Snippext: Semi-supervised Opinion Mining with Augmented Data
- URL: http://arxiv.org/abs/2002.03049v1
- Date: Fri, 7 Feb 2020 23:54:23 GMT
- Title: Snippext: Semi-supervised Opinion Mining with Augmented Data
- Authors: Zhengjie Miao, Yuliang Li, Xiaolan Wang, Wang-Chiew Tan
- Abstract summary: Snippext is an opinion mining system developed over a language model that is fine-tuned through semi-supervised learning with augmented data.
A novelty of Snippext is its clever use of a two-trivial approach to achieve state-of-the-art (SOTA) performance with little labeled training data.
- Score: 22.07271774127334
- License: http://arxiv.org/licenses/nonexclusive-distrib/1.0/
- Abstract: Online services are interested in solutions to opinion mining, which is the
problem of extracting aspects, opinions, and sentiments from text. One method
to mine opinions is to leverage the recent success of pre-trained language
models which can be fine-tuned to obtain high-quality extractions from reviews.

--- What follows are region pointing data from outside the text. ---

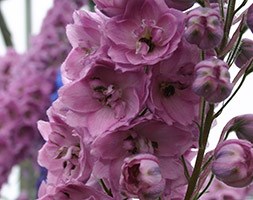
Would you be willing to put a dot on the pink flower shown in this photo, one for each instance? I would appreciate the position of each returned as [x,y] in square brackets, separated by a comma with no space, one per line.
[245,52]
[218,190]
[72,190]
[180,4]
[212,80]
[167,143]
[65,154]
[146,33]
[204,28]
[85,37]
[171,96]
[250,17]
[112,7]
[141,177]
[105,98]
[233,163]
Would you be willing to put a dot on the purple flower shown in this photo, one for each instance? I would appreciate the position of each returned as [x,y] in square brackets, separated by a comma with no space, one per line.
[167,143]
[141,177]
[212,80]
[146,33]
[105,93]
[72,190]
[204,28]
[171,97]
[65,154]
[219,190]
[85,37]
[112,7]
[250,17]
[243,126]
[180,4]
[245,52]
[233,163]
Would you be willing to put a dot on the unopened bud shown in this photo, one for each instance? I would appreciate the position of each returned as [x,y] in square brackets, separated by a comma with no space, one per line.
[212,80]
[141,177]
[250,18]
[233,163]
[204,28]
[243,126]
[245,52]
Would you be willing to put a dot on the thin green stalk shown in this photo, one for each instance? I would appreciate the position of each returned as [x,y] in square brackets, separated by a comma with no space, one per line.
[186,171]
[221,7]
[235,50]
[108,191]
[231,97]
[228,23]
[242,4]
[198,165]
[207,186]
[5,31]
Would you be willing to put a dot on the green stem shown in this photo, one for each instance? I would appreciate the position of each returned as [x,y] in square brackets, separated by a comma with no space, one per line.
[234,53]
[231,97]
[228,23]
[207,186]
[187,174]
[198,165]
[108,191]
[242,4]
[5,31]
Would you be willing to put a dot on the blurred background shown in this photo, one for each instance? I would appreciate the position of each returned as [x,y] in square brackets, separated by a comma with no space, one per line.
[23,19]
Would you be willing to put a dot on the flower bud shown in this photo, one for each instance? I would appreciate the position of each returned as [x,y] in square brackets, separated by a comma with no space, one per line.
[250,18]
[212,80]
[180,4]
[243,127]
[245,52]
[141,177]
[204,28]
[233,163]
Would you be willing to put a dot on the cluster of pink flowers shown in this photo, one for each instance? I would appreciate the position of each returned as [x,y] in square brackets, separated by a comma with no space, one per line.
[26,83]
[128,114]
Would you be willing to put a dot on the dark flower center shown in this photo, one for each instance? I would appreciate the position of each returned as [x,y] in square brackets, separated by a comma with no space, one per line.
[149,42]
[167,89]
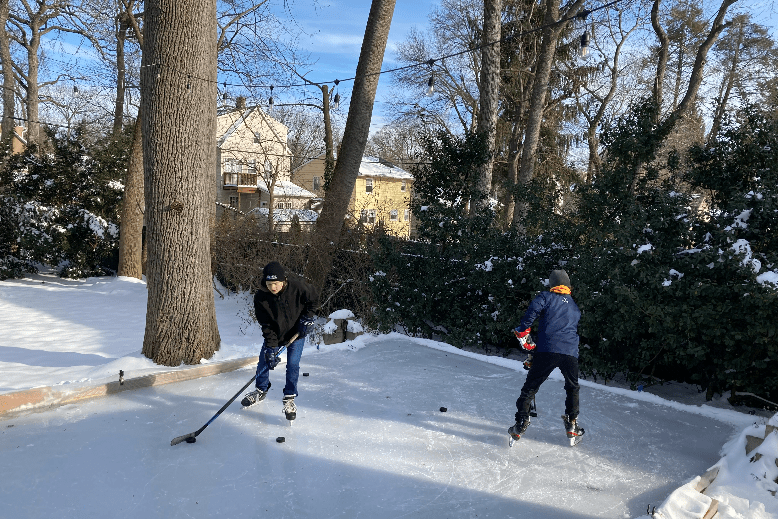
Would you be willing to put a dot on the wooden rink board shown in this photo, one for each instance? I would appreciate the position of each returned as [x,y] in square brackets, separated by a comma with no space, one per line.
[44,398]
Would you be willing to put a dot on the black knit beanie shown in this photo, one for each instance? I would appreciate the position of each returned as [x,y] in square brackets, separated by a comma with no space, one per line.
[559,277]
[273,271]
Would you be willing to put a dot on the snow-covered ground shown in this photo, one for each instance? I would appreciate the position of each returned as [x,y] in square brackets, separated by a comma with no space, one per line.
[371,438]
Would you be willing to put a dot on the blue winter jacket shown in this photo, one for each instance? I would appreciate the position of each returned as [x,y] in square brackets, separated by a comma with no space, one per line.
[558,327]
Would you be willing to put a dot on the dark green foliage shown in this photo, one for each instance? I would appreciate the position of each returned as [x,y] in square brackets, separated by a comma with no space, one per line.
[59,209]
[668,291]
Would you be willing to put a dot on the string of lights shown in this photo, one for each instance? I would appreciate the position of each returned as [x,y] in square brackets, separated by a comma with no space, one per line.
[581,15]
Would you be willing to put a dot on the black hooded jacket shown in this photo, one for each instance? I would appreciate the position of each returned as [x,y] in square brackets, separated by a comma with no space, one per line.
[279,314]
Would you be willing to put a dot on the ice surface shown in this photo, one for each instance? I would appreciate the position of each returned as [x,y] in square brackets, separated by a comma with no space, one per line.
[369,441]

However, fine-tuning language models still requires a non-trivial amount of
training data. In this paper, we study the problem of how to significantly
reduce the amount of labeled training data required in fine-tuning language
models for opinion mining. We describe Snippext, an opinion mining system
developed over a language model that is fine-tuned through semi-supervised
learning with augmented data. A novelty of Snippext is its clever use of a
two-prong approach to achieve state-of-the-art (SOTA) performance with little
labeled training data through: (1) data augmentation to automatically generate
more labeled training data from existing ones, and (2) a semi-supervised
learning technique to leverage the massive amount of unlabeled data in addition
to the (limited amount of) labeled data. We show with extensive experiments
that Snippext performs comparably and can even exceed previous SOTA results on
several opinion mining tasks with only half the training data required.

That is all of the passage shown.